Labour Day in France, La Fête du Travail, is also known as La Fête du Muguet — lily of the valley being the signature bloom for today.
On this much-loved public holiday, it has long been a ritual to give family and friends bouquets of this sweet bell-shaped flower, which is considered a lucky charm. (Don’t you love how the French take time to smell the flowers, both figuratively and literally?) The tradition goes back to the sixteenth-century court of King Charles IX, where ladies were gifted a spring of muguet every spring to wish them luck for the new season. The May 1st timing can also be traced back to pagan times, when the Celts celebrated the day as a seasonal turning point, away from winter and towards sunnier times ahead.
If you’re in Paris for May Day, be aware of any marches and demonstrations that might unfold, and stay away if they’re reported to turn unruly. Most shops and museums will be closed, so today is ideally one for celebrating life’s simple pleasures: long lunches on sunny café terraces or picnics with friends in Paris’s fragrant parks.

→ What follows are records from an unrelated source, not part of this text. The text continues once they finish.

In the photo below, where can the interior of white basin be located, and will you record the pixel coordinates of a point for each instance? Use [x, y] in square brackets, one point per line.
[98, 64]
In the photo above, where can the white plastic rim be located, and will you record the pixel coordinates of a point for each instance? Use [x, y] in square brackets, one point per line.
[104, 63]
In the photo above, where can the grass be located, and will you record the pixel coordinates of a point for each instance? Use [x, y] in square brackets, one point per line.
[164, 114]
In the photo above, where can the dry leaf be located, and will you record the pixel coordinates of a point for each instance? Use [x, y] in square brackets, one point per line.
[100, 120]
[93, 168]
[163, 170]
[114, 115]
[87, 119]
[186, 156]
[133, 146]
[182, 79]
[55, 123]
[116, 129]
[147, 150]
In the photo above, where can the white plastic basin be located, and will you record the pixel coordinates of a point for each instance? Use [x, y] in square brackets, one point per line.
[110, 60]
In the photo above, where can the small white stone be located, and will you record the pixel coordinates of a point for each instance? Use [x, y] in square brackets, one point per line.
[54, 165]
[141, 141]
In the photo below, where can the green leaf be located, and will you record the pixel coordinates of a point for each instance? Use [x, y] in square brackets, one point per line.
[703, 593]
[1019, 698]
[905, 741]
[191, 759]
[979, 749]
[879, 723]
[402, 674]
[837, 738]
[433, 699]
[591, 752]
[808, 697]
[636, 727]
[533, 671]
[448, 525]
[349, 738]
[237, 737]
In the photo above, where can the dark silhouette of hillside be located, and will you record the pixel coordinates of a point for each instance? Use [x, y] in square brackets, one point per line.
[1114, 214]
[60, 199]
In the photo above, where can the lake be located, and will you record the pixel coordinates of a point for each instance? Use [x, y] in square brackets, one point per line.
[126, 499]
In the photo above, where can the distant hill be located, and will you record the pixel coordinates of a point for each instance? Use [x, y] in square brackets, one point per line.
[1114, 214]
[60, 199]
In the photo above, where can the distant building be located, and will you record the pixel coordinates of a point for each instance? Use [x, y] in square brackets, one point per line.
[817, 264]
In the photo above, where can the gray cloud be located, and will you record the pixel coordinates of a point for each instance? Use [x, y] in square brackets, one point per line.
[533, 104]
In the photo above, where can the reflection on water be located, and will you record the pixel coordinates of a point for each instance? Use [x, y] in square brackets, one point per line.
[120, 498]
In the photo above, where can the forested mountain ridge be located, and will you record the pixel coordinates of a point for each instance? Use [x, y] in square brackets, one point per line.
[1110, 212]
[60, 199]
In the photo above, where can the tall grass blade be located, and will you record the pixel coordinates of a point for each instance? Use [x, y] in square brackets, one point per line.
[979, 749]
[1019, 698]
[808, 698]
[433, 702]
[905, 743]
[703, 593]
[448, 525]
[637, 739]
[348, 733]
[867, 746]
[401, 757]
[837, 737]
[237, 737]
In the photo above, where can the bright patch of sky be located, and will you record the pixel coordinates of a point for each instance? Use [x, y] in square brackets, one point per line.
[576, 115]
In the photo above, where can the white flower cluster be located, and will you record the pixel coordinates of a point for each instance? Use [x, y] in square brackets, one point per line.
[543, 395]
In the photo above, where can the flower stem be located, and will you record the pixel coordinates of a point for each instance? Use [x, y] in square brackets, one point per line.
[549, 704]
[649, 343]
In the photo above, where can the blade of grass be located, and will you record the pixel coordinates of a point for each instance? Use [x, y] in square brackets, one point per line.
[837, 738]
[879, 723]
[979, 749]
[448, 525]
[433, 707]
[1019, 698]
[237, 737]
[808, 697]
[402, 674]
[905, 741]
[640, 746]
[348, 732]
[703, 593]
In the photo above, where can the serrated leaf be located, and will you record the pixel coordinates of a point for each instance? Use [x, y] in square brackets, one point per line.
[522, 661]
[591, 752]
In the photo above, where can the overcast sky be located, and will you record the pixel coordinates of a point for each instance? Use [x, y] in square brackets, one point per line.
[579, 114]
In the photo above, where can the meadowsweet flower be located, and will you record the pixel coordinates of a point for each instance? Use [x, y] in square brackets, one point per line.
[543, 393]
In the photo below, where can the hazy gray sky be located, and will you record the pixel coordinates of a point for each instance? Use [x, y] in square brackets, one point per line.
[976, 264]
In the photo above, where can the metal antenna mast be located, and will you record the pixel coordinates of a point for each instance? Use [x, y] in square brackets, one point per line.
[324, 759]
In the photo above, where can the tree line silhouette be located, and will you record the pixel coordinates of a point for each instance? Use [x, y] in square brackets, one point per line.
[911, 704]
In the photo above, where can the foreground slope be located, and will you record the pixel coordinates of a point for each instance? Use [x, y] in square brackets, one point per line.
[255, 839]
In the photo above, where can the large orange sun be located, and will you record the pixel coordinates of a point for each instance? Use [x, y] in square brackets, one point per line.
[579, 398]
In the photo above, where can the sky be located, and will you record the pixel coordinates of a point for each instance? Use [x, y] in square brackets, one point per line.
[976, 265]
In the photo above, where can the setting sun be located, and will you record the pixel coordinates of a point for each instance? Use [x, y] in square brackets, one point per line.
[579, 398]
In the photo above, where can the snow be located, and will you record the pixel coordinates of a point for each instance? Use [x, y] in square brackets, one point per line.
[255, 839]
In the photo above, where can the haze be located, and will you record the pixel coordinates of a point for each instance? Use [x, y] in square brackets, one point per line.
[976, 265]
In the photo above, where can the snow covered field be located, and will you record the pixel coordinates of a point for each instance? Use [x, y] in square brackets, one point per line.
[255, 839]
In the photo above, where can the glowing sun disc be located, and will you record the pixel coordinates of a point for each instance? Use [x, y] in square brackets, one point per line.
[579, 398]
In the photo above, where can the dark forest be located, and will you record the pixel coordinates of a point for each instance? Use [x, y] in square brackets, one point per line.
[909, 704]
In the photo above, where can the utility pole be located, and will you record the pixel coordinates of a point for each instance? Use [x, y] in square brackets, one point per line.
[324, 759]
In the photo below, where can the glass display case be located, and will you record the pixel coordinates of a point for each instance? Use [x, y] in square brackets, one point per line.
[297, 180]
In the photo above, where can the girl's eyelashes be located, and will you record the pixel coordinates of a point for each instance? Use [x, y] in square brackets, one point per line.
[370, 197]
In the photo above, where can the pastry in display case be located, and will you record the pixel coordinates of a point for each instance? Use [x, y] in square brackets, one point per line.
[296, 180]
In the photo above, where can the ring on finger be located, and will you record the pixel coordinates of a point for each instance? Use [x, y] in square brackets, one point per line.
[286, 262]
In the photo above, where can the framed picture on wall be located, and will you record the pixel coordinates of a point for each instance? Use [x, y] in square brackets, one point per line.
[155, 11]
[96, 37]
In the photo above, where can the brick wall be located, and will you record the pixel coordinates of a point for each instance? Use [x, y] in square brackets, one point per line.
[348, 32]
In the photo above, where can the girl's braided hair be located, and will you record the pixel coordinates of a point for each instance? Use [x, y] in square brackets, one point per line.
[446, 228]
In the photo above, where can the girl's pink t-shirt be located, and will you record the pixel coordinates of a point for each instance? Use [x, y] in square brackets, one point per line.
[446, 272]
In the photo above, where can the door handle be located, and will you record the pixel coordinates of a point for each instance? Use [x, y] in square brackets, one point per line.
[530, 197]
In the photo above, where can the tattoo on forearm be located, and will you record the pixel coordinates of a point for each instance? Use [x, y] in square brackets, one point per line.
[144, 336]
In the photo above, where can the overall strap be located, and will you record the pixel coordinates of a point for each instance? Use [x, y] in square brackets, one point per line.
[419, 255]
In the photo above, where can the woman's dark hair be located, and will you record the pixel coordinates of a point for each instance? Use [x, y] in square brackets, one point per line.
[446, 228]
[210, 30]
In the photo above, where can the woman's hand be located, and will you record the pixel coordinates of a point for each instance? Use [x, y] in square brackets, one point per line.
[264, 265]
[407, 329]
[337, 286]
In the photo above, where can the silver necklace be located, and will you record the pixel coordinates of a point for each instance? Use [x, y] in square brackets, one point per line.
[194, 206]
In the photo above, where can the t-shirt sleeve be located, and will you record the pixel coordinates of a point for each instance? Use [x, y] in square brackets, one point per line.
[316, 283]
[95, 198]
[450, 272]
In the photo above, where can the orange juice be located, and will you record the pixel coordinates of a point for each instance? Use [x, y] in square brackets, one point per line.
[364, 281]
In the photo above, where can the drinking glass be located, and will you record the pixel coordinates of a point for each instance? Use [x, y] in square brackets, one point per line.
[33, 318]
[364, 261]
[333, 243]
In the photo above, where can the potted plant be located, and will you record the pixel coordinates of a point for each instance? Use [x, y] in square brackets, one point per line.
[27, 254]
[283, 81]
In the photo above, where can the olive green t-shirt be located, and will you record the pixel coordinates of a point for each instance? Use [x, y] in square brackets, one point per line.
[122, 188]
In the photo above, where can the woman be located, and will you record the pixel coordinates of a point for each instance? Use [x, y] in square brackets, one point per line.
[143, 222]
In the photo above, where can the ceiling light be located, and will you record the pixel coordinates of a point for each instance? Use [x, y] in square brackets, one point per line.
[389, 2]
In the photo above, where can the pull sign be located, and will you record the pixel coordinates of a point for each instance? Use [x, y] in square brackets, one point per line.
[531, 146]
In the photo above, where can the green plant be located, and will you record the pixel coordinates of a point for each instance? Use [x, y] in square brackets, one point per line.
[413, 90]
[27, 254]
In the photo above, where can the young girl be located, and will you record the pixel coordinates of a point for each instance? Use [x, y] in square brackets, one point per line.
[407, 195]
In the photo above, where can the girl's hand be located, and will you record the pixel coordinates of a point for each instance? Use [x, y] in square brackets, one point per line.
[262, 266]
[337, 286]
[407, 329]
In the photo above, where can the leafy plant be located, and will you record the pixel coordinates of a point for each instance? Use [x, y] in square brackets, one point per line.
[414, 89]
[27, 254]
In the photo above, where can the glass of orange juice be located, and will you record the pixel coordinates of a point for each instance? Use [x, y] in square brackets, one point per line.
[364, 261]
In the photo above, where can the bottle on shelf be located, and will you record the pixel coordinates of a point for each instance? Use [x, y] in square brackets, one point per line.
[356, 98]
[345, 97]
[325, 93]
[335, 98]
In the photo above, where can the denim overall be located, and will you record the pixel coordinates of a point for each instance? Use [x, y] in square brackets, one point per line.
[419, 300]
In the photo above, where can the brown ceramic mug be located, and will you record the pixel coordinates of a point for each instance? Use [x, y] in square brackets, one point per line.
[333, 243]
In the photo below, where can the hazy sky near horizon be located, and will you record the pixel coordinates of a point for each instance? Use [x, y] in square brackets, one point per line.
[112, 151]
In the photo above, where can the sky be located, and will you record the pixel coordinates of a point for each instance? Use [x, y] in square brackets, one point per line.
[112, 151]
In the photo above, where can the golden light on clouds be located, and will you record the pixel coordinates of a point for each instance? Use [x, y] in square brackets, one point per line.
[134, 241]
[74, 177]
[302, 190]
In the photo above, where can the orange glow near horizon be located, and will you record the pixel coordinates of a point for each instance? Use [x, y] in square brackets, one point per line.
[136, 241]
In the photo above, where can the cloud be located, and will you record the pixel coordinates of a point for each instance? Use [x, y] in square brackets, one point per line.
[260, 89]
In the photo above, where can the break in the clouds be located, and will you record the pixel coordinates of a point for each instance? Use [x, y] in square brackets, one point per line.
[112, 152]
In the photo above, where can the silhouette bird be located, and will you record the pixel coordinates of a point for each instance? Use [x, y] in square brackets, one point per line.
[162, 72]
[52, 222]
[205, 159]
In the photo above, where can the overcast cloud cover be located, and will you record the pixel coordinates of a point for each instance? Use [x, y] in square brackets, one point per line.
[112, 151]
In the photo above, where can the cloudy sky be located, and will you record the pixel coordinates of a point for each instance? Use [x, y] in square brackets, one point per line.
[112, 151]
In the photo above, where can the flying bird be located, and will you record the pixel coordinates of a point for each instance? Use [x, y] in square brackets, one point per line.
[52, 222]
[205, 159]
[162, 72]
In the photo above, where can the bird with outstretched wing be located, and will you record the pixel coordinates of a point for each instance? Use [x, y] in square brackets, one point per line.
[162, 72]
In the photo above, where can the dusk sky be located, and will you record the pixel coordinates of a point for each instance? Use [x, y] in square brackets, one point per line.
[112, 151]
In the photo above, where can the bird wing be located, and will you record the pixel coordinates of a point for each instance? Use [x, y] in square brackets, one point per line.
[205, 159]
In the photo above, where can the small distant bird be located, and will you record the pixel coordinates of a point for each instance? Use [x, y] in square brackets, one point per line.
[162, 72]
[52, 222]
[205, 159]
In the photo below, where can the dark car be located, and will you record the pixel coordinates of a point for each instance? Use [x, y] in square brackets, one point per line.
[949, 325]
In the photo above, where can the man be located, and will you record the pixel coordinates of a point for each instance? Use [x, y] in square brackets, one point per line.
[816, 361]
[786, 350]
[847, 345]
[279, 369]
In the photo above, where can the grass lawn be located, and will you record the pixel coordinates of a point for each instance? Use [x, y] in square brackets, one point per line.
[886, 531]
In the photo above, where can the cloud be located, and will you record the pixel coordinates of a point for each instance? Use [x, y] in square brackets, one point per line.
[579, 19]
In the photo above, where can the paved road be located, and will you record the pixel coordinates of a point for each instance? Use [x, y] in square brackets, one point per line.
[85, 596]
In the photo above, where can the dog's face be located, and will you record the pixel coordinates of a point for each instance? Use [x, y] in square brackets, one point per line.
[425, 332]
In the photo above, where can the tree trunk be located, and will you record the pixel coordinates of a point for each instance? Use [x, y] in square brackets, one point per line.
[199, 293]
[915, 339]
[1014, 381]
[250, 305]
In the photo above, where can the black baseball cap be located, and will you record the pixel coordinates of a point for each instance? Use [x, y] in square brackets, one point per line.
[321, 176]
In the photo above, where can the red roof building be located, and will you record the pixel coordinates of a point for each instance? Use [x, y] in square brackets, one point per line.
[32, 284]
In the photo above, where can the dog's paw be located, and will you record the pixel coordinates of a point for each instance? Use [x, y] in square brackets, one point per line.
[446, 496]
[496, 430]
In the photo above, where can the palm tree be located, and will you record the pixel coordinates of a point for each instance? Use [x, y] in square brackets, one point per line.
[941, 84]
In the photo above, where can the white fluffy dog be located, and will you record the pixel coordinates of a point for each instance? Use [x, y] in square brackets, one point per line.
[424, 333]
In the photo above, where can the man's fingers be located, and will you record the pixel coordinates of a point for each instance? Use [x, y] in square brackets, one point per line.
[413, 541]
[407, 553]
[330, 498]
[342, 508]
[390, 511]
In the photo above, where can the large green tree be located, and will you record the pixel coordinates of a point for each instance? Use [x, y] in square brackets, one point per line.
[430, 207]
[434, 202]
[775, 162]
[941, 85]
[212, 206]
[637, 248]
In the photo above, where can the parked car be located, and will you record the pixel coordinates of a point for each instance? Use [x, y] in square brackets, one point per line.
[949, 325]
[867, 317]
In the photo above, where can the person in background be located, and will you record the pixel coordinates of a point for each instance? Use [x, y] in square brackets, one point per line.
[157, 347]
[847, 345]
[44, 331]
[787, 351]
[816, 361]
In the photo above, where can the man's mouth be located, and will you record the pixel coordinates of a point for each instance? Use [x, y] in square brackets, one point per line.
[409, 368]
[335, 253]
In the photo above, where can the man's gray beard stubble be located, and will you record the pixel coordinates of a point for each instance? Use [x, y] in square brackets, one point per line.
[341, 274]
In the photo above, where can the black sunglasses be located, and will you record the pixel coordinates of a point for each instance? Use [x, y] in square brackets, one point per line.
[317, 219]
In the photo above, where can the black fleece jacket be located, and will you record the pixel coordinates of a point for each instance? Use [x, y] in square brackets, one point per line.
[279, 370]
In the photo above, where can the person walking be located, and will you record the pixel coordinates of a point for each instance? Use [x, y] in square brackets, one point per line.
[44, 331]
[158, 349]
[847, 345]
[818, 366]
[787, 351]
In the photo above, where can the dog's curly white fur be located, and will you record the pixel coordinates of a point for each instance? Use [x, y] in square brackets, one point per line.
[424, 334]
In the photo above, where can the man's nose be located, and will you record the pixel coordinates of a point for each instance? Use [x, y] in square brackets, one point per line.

And as you wander around, look out for muguet sellers — on this day, anyone is allowed to sell bouquets of lily of the valley on the streets.
If you want an olfactory souvenir from today that will last a little longer than the real thing, you can’t go past the classic French fragrance, Christian Dior Diorissimo. Lily of the valley was the designer’s favourite bloom — his florist grew it for him in a greenhouse so that he could pin a sprig to his lapel all year round — and this 1956 tour de force of a perfume is an exquisite ode to the flower, one of the trickiest to recreate in fragrance form because its essence can’t be naturally extracted.
Find Diorissimo at Printemps in the Carrousel du Louvre shopping complex beneath the Louvre, which will be open today. And because there’s nothing like fragrance to invoke memories, liberally spray on your new scent at once, so that every spritz in the future will take you right back to this lovely Parisian day.